# Where do i get worthless wood?



## CrimsonKeel (Oct 8, 2013)

So im planning on getting a pressure pot soon and Id like to get a stockpile of worthless wood set up.
So im wondering what your sources of worthless wood is at?  are you buying it or harvesting your own.
also i have a few logs that i think would make a decent piece but would like to know how you get rid of the bark without affecting the wood under it?


----------



## ChrisN (Oct 8, 2013)

Check out Www.woodbarter.com.

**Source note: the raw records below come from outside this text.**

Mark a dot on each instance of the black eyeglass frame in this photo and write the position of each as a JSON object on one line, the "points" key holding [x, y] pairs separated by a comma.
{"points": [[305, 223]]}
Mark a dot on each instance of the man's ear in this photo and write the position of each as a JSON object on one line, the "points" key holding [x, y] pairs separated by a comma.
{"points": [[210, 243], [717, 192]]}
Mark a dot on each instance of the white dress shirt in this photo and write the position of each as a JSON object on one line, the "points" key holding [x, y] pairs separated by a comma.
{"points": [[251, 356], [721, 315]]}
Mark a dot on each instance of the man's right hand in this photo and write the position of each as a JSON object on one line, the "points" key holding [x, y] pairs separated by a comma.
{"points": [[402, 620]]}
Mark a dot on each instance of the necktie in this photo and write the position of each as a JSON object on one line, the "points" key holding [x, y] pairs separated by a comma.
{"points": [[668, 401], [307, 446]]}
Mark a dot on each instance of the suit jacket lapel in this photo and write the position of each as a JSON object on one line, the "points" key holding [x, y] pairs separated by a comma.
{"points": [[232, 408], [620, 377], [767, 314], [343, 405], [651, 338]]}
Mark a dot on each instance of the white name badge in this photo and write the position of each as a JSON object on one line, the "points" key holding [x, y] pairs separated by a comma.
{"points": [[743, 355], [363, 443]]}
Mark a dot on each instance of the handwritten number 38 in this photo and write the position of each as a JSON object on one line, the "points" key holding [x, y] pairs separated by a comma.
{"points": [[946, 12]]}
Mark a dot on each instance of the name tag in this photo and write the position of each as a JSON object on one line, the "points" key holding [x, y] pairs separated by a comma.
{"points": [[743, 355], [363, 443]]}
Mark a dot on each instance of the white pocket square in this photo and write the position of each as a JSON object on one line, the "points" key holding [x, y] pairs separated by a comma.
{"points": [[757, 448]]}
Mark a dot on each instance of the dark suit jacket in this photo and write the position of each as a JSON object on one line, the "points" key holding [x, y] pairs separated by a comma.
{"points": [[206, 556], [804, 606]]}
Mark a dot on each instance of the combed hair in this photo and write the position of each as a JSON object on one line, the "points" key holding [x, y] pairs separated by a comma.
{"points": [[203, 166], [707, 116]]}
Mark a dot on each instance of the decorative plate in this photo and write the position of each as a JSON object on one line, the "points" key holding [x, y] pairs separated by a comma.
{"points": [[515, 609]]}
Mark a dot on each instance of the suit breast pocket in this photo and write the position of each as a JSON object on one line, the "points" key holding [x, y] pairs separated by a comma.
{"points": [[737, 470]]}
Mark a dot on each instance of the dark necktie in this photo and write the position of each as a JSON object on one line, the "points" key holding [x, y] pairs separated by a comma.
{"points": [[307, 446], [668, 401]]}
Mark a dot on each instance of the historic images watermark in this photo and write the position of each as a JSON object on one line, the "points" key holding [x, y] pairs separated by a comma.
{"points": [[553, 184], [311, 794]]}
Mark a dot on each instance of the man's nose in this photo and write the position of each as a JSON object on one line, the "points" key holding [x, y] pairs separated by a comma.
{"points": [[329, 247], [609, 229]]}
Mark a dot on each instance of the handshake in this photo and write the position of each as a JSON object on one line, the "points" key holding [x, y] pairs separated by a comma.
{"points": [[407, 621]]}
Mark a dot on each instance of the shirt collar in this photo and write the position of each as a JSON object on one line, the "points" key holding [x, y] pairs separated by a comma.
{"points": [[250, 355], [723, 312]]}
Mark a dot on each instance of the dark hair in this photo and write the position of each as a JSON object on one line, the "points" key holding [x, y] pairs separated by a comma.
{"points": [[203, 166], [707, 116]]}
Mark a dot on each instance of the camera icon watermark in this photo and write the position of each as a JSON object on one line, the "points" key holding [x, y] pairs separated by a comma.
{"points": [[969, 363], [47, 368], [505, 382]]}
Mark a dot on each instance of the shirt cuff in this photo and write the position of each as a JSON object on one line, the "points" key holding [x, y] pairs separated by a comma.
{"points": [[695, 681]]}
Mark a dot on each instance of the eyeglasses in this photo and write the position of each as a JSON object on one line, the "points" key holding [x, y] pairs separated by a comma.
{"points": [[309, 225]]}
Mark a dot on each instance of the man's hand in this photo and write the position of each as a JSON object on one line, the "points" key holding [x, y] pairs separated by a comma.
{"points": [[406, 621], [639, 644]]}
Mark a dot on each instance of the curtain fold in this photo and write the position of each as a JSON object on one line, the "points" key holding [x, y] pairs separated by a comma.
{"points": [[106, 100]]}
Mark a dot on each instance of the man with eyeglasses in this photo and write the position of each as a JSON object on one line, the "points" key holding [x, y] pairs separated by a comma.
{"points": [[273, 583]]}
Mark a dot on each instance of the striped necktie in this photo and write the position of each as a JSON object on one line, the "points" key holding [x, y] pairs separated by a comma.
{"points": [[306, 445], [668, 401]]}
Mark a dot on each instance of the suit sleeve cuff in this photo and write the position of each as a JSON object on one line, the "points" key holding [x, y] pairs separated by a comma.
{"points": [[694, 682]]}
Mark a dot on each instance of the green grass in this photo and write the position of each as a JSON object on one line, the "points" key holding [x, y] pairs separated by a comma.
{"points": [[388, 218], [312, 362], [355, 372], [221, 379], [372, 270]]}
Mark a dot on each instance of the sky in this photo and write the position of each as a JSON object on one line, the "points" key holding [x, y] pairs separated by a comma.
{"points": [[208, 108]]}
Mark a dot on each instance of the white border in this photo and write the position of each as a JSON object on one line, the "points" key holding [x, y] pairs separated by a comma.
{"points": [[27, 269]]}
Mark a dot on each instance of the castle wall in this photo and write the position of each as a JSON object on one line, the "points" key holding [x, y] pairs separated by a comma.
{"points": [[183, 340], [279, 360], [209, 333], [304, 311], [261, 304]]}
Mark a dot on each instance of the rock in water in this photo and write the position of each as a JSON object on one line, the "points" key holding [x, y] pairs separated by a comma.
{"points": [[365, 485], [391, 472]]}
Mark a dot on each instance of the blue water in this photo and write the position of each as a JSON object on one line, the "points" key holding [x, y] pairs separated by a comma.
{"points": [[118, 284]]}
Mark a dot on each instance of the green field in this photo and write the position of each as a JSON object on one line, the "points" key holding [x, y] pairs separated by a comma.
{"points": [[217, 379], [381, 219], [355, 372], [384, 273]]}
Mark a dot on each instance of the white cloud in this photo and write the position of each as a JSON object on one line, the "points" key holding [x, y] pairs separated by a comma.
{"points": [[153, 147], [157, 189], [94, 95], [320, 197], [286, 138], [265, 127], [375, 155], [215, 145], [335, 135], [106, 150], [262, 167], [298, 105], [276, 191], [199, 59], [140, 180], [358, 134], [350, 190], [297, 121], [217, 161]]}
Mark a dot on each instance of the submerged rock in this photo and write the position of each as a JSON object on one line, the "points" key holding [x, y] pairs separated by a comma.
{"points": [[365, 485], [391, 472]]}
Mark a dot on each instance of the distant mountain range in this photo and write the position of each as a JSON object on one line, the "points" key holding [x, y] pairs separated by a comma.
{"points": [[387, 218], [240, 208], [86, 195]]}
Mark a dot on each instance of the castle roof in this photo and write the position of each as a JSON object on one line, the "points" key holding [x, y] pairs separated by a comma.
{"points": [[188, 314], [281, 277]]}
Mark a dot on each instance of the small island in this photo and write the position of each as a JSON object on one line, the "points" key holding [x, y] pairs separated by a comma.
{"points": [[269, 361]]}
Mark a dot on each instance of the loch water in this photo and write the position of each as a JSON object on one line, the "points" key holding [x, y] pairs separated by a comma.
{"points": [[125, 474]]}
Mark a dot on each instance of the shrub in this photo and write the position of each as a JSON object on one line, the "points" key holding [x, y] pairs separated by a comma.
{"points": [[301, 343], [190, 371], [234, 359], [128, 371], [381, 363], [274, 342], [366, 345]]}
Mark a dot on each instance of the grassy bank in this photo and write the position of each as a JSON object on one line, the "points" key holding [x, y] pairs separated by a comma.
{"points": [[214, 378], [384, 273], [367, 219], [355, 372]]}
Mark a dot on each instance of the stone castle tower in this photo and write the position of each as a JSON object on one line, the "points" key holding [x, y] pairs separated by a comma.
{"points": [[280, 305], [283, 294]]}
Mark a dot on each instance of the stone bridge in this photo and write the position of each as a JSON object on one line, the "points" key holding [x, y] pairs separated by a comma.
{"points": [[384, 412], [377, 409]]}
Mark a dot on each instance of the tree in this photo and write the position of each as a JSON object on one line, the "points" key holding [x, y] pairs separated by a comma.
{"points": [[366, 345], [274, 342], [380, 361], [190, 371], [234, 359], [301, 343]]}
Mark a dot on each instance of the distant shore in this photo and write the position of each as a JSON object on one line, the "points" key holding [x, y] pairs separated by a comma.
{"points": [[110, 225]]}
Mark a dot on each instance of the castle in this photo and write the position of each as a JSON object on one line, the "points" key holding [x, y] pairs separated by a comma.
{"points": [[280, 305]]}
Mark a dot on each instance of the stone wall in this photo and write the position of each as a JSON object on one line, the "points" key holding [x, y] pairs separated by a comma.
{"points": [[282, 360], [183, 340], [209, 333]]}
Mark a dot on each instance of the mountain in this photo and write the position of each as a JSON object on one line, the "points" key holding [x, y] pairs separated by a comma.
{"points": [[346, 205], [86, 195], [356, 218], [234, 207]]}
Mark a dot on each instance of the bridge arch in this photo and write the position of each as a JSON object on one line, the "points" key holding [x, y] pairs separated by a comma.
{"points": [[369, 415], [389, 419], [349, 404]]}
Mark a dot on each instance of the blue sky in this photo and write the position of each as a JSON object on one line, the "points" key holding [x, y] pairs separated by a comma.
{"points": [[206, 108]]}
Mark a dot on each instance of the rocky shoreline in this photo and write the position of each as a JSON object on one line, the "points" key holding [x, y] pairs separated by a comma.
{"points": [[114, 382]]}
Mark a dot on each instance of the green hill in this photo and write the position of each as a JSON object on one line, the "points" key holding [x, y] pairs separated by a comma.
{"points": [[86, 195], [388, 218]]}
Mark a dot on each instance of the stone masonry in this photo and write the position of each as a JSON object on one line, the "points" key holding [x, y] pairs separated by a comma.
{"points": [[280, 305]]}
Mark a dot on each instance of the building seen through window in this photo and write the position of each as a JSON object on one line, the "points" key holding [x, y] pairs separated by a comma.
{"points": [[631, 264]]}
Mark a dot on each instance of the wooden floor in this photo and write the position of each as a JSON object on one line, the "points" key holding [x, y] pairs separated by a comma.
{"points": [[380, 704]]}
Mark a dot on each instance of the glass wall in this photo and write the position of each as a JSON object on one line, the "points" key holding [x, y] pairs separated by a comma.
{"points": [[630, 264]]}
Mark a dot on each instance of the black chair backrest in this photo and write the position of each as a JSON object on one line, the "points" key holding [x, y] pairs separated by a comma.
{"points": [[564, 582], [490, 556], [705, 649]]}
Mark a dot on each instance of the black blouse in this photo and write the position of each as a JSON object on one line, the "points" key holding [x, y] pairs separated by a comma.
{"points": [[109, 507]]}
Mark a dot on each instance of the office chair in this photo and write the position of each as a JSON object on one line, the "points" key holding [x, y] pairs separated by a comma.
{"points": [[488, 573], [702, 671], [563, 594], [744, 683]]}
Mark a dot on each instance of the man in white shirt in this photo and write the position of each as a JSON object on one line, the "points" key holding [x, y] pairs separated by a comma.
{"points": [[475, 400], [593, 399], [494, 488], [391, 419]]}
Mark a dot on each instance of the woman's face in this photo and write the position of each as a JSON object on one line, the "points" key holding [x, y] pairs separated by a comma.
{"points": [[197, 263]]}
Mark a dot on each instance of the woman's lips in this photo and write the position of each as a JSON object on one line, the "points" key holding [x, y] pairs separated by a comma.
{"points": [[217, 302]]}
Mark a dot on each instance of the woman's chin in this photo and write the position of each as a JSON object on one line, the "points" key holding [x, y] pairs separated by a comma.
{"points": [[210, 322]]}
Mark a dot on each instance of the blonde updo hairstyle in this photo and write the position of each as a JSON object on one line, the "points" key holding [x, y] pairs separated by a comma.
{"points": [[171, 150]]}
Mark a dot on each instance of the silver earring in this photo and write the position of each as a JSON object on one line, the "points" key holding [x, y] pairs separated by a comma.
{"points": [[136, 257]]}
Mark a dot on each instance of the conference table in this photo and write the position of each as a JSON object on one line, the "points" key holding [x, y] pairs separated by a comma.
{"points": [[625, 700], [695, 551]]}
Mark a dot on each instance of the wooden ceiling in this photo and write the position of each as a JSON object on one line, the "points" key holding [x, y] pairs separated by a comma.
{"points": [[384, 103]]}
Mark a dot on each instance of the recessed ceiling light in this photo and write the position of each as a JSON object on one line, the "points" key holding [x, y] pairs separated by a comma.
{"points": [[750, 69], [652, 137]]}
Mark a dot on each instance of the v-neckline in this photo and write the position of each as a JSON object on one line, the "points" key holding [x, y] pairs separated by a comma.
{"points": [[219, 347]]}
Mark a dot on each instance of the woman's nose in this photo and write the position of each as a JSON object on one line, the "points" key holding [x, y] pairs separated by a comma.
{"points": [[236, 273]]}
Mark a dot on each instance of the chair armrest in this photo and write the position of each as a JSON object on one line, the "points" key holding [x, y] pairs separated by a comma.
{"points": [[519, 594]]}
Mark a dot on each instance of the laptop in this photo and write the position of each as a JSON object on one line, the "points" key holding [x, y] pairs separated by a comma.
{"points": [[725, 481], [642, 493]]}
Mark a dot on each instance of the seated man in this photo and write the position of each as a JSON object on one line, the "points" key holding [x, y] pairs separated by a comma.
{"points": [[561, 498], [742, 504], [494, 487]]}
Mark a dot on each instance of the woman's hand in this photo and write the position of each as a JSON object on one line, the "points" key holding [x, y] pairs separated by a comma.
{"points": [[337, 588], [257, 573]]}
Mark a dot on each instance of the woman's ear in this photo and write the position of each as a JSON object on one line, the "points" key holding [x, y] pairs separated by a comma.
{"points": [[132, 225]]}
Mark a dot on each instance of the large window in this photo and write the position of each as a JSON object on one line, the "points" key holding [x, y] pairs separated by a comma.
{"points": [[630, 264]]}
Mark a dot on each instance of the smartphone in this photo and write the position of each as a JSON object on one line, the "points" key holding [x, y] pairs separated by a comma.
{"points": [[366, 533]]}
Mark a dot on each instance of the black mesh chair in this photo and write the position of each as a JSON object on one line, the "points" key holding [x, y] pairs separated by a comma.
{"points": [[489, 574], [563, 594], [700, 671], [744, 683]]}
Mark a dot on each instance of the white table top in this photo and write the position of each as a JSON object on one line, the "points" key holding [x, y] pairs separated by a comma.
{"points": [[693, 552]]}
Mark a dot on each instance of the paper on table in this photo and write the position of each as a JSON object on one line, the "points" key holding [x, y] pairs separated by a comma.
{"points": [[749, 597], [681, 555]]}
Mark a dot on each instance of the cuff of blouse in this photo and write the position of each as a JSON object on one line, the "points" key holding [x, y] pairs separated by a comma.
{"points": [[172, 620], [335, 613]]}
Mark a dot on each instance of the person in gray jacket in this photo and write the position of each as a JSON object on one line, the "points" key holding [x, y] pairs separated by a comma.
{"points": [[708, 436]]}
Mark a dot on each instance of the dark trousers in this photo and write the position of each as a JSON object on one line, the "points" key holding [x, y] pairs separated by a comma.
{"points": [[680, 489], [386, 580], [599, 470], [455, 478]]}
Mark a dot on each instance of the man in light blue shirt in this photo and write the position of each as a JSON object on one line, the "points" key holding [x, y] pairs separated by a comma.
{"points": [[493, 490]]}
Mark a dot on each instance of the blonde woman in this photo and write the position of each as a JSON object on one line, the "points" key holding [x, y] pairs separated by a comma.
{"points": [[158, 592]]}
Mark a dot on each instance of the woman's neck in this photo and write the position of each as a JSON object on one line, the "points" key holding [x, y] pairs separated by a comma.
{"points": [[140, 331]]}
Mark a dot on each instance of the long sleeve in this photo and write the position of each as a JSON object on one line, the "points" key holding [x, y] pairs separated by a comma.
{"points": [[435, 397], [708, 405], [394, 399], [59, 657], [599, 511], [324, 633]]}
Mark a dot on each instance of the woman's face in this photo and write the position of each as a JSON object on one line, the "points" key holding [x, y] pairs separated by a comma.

There's some awesome wood addicts over there that I'm sure can supply all the wood you want!


----------



## NittanyLion (Oct 8, 2013)

I've got lots and will trade for completed blanks.....just let me know when you are ready to cast.


----------



## healeydays (Oct 8, 2013)

Head to the woods or find an old lumber yard and ask them if they have a scrap pile, but get there before the snow flies or it may end up in the wood stove...


----------



## CrimsonKeel (Oct 8, 2013)

NittanyLion said:


> I've got lots and will trade for completed blanks.....just let me know when you are ready to cast.



ill keep it in mind


----------



## CrimsonKeel (Oct 8, 2013)

healeydays said:


> Head to the woods or find an old lumber yard and ask them if they have a scrap pile, but get there before the snow flies or it may end up in the wood stove...



Hmm there is a lumber hard near my parents house maybe i can talk with them and see what they have


----------